To the surprise of few, the WE Charity has also been mired in past controversy. The Canadaland Show reported last year:
But two dozen former employees, who worked with WE over the past two decades, laid out what they believed to be serious internal problems at the organization. Some suggested WE’s noble charitable mission was used to enable an internal culture of fear and secrecy that harmed its workers and at times, some said, compromised their safety and wellbeing. Some said WE demanded total personal commitment from young workers and volunteers, extracting 16-hour work days with unpaid overtime, at near-minimum wage. Some said that WE management used guilt to suppress dissent from employees, stressing that requests for better pay and support would take resources away from needy children in Africa.
“The way they treat young people,” said a former WE director who left in the last three years, “is incredibly toxic and inappropriate.”
Fourteen former employees likened WE to a cult, describing it as “cult-ish” or “cult-like.” Six former employees, interviewed separately, offered this comparison without prompting. Canadaland then asked other former and current WE employees if they believed this was an accurate comparison. Eight agreed that it was, and five said it was not.
WE is active in over 16,000 public and private schools, where kids are recruited to join the “We Movement.” Some of our sources who went on to work for WE began in high school as WE volunteers. One former employee alleged that she was asked to use misleading messages to motivate schoolchildren in a fundraising campaign. Former employees raised concerns about WE’s use of celebrities to connect with kids, and its practice of presenting its co-founder brothers, Craig and Marc Kielburger, as celebrities in their own right. The brothers, who are promoted publicly as inspiring leaders, were said by some to be prone to angry outbursts towards staff in private.
“Marc is a bully, one hundred per cent,” said a former WE director.
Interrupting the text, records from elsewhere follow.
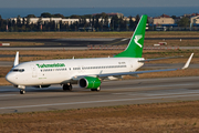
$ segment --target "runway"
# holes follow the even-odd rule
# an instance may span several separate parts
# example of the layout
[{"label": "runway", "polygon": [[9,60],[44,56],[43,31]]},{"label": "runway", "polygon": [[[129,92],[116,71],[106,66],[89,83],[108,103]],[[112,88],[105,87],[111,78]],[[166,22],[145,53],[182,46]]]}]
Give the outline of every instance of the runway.
[{"label": "runway", "polygon": [[199,100],[198,81],[199,76],[109,81],[102,83],[101,92],[77,85],[72,92],[63,92],[60,85],[53,85],[28,88],[23,95],[13,86],[0,86],[0,113]]}]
When Dan Mossip-Balkwill left his job as a WE manager in 2009, he also lost his home.
Leaving meant vacating the WE-owned house he shared with his co-workers. He wrote a parting letter listing the ways in which he felt WE’s culture was broken, and sent it to hundreds of colleagues, including management.
He brought up worker safety concerns, and wrote at length about the problems, as he saw them, with WE’s “culture of guilt.”
“I’m tired of being made to feel guilty about doing expense reports,” he wrote, “or asking to be paid a living wage, because that money would otherwise go to ‘educate starving students in Africa.’”
Mossip-Balkwill also said in his letter that “to reduce [employees] to tears, tell them to leave if they don’t like it, that they need to suck it up, or that their problems don’t compare to children in Africa is atrocious.”
He also raised a concern about ME to WE, the for-profit “social enterprise” which had launched just a year earlier.
“ME to WE was supposed to redefine business,” Mossip-Balkwill wrote. “Instead it became another private-sector company whose number-one aim is money, where people and staff come second.”